Re: Again - state of Ceph NVMe and SSDs

[Date Prev][Date Next][Thread Prev][Thread Next][Date Index][Thread Index]

 



Not at all! For all we know, the drives may be the fastest ones on the planet. My comment still stands though. Be skeptical of any one benchmark that shows something unexpected. 90% of native SSD/NVMe IOPS performance in a distributed storage system is just such a number. Look for test repeatability. Look for independent verification. The memory allocator tests that Sandisk initially performed and that were later independently verified by Intel, Red Hat, and others is a great example of this kind of process.

Mark

On 01/19/2016 07:01 AM, Tyler Bishop wrote:
It sounds like your just assuming these drives don't perform good...

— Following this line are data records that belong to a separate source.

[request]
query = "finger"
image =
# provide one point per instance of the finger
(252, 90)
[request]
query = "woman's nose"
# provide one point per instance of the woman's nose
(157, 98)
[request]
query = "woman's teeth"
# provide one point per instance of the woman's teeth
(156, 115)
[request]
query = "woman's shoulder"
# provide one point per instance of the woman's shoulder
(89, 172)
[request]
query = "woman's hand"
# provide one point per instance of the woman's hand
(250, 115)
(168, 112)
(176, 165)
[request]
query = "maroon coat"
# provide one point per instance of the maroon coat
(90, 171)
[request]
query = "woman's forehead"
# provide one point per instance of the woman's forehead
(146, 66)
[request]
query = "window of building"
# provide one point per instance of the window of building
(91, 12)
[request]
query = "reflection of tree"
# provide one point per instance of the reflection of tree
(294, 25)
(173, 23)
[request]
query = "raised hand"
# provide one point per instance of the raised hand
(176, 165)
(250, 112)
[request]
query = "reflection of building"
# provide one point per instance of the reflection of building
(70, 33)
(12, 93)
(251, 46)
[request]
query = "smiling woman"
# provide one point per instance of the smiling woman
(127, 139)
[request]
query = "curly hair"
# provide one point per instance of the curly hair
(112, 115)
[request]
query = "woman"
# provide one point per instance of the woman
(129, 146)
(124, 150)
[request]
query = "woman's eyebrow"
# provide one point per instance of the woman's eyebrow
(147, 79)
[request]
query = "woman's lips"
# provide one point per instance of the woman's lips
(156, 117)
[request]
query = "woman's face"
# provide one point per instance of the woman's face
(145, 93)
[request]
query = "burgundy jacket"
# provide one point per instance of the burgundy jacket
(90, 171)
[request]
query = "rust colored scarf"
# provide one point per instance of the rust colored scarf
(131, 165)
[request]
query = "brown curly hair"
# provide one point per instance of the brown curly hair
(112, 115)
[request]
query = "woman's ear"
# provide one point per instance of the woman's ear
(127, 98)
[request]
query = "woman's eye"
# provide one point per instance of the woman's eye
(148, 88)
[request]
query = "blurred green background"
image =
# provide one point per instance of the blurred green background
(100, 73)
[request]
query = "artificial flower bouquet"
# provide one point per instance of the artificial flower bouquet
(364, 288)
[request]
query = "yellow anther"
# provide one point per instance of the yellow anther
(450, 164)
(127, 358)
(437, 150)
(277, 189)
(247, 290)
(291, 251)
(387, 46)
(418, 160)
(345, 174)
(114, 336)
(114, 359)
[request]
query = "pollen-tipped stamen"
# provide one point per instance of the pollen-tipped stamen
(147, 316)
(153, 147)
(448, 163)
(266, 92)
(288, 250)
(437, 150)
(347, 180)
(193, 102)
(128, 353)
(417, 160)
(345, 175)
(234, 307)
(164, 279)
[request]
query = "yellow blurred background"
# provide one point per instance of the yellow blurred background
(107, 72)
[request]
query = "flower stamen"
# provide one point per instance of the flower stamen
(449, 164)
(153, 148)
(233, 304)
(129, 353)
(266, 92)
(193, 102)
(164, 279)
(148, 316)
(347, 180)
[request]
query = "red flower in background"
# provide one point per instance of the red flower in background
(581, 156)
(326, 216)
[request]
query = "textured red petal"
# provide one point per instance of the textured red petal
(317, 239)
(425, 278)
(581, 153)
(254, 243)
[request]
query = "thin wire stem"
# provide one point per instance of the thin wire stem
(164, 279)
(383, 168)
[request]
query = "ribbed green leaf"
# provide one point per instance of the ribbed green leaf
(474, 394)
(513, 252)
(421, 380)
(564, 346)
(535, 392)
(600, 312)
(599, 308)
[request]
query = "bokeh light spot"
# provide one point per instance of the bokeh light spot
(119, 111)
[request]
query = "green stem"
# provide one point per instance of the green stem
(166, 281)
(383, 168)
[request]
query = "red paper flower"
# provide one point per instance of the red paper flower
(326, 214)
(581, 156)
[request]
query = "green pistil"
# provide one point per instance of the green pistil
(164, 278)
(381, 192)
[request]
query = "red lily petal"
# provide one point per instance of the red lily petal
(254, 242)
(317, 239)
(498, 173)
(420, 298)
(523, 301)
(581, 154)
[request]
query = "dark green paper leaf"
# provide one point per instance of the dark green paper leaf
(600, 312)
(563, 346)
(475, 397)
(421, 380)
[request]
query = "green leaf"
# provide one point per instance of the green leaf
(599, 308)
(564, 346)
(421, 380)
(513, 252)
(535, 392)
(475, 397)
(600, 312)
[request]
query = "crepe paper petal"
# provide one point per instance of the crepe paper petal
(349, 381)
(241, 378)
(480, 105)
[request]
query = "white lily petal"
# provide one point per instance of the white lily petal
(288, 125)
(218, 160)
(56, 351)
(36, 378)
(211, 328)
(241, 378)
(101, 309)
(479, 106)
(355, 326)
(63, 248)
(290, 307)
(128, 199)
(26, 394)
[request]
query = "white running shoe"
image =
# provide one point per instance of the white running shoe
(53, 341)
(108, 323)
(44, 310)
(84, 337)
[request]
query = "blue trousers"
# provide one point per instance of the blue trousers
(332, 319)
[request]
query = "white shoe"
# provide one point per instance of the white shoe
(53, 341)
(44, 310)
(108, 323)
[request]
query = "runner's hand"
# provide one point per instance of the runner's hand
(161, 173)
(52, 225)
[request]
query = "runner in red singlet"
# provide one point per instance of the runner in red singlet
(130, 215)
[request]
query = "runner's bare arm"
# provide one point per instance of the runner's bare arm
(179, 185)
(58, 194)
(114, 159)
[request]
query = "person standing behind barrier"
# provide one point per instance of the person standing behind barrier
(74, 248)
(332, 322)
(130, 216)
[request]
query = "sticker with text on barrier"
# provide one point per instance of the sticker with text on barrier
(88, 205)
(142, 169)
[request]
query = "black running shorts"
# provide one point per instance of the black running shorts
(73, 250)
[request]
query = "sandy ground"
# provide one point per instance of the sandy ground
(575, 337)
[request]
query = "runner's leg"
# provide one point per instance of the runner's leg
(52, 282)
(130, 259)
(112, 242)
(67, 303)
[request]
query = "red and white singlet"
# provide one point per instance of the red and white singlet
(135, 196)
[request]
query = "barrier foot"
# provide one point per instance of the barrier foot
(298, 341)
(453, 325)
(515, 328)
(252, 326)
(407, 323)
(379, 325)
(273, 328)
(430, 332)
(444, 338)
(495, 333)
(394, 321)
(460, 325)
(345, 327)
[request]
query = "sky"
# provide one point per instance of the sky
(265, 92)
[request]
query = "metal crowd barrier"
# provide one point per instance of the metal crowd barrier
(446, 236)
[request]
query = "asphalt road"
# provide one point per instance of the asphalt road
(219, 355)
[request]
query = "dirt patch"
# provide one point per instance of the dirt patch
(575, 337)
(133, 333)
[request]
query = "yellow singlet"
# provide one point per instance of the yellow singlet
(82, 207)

----- Original Message -----
From: "Mark Nelson" <mnelson@xxxxxxxxxx>
To: ceph-users@xxxxxxxxxxxxxx
Sent: Monday, January 18, 2016 2:17:19 PM
Subject: Re:  Again - state of Ceph NVMe and SSDs

Take Greg's comments to heart, because he's absolutely correct here.
Distributed storage systems almost as a rule love parallelism and if you
have enough you can often hide other issues.  Latency is probably the
more interesting question, and frankly that's where you'll often start
seeing the kernel, ceph code, drivers, random acts of god, etc, get in
the way.  It's very easy for any one of these things to destroy your
performance, so you have to be *very* *very* careful to understand
exactly what you are seeing.  As such, don't trust any one benchmark.
Wait until it's independently verified, possibly by multiple sources,
before putting too much weight into it.

Mark

On 01/18/2016 01:02 PM, Tyler Bishop wrote:
One of the other guys on the list here benchmarked them.  They spanked every other ssd on the *recommended* tree..

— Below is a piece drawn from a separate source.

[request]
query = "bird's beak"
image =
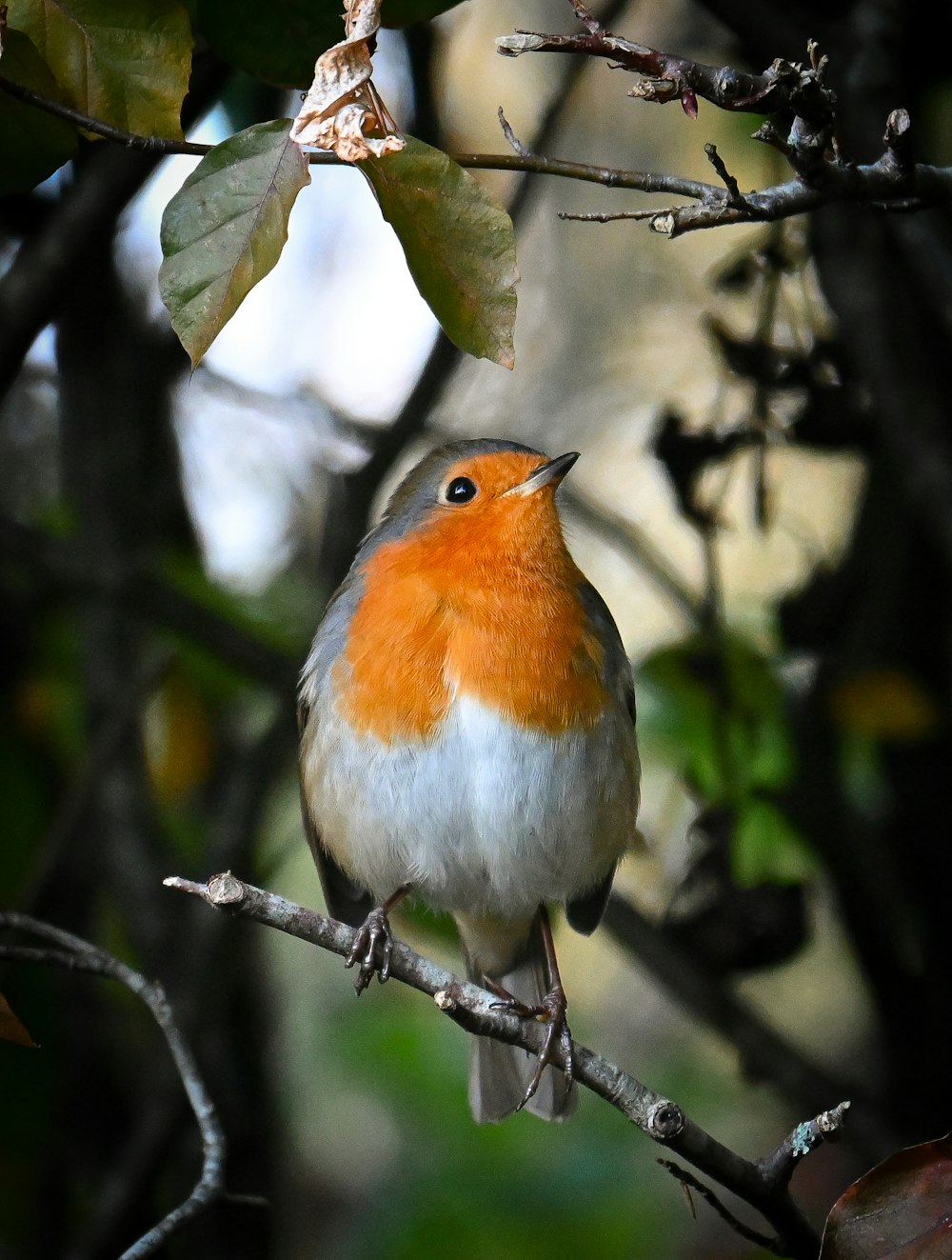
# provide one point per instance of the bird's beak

----- Original Message -----
From: "Gregory Farnum" <gfarnum@xxxxxxxxxx>
To: "Tyler Bishop" <tyler.bishop@xxxxxxxxxxxxxxxxx>
Cc: "David" <david@xxxxxxxxxx>, "Ceph Users" <ceph-users@xxxxxxxxxxxxxx>
Sent: Monday, January 18, 2016 2:01:44 PM
Subject: Re:  Again - state of Ceph NVMe and SSDs

On Sun, Jan 17, 2016 at 12:34 PM, Tyler Bishop
<tyler.bishop@xxxxxxxxxxxxxxxxx> wrote:
The changes you are looking for are coming from Sandisk in the ceph "Jewel" release coming up.

Based on benchmarks and testing, sandisk has really contributed heavily on the tuning aspects and are promising 90%+ native iop of a drive in the cluster.

Mmmm, they've gotten some very impressive numbers but most people
shouldn't be expecting 90% of an SSD's throughput out of their
workloads. These tests are *very* parallel and tend to run multiple
OSD processes on a single SSD, IIRC.
-Greg


The biggest changes will come from the memory allocation with writes.  Latency is going to be a lot lower.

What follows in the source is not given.